Le front social, même si le ministère tente de calmer les esprits et de rassurer en avançant la réalisation de nouvelles infrastructures, n’est pas près de se calmer. Les syndicats promettent une rentrée chaude et observent d’ailleurs une journée de contestation aujourd’hui même : le Conseil des lycées d’Algérie (CLA) bat le rappel de ses troupes est appelle au boycott de la rentrée ; les adjoints de l’éducation font de même ; les autres syndicats autonomes se mettront certainement de la partie. Un avertissement qui donne un avant-goût de ce que va être l’année scolaire 2009-2010. De l’avis des différents syndicats, cette année, l’école sera rythmée au cycle des grèves et des protestations. Tous les ingrédients d’une rentrée mouvementée sont réunis, a assuré le coordonnateur du Cnapest, Nouar Larbi. « La rentrée s’annonce mal. Elle sera marquée par une détérioration du niveau de vie des enseignants », poursuit-il. Même impression chez les syndicalistes du CLA dont le premier responsable, Mohamed Boukheta, ne cache pas son pessimisme quant à la manière avec laquelle les affaires sont gérées, en disant : « Nous avons l’impression que l’on ne prend pas les choses très au sérieux. Des décisions sont prises à la hâte, sans consultation ni réflexion préalables. Prenons la question du nouveau week-end. Il est irrationnel de consacrer deux jours et demi de repos par semaine sous prétexte que le vendredi est sacré. Alors qu’on pourrait bien ouvrir les écoles les matinées du vendredi, sachant que rien ne dit que cette journée est sacrée. Le mieux aurait été d’alléger les journées de travail. On fait dans la démagogie. »

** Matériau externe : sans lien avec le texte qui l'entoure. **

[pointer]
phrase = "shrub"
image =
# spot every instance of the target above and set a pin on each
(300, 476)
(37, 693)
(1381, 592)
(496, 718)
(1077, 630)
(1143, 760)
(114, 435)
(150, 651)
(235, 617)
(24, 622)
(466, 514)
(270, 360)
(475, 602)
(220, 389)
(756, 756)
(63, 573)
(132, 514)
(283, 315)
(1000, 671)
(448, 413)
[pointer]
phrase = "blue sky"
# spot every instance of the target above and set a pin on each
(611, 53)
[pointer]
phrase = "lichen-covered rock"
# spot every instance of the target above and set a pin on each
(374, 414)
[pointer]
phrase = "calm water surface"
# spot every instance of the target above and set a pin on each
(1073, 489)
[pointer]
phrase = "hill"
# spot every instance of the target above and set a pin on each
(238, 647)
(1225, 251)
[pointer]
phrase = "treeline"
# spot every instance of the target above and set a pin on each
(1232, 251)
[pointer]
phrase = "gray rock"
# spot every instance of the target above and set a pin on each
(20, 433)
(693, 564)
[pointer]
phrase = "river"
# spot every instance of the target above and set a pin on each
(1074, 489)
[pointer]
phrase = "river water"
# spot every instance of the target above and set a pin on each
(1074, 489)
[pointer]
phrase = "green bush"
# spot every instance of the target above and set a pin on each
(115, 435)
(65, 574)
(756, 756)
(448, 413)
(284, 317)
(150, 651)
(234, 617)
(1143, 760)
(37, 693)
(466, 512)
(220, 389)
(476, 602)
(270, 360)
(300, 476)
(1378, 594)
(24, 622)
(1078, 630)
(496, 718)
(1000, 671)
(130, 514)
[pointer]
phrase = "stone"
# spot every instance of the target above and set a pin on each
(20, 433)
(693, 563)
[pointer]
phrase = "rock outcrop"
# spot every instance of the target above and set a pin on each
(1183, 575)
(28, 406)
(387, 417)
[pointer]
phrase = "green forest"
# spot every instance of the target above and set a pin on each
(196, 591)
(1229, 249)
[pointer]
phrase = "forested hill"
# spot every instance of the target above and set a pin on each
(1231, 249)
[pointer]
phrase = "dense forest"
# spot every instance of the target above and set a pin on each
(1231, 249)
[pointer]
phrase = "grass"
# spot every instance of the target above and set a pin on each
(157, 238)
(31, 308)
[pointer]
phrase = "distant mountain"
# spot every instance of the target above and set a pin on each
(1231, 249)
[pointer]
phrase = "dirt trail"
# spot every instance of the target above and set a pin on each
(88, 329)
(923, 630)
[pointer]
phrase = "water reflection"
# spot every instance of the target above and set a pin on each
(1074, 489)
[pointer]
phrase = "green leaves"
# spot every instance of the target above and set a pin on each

Du côté de l’Unpef, on ne peut qu’être d’accord avec ce constat. Son porte-parole, Messaoud Amraoui, estime que « la rentrée sera dure pour les élèves, leurs parents et pour nous, les enseignants, même si le ministère tente de fournir un effort pour améliorer les choses, mais cela reste insignifiant par rapport aux multiples problèmes dans lesquels se débat le secteur ». En somme, M. Benbouzid, qui veille aux destinées des enfants algériens pour la onzième année, annoncera aujourd’hui, sans doute, une rentrée en grande pompe, s’obstinant à ne pas voir ni affronter cette réalité désastreuse.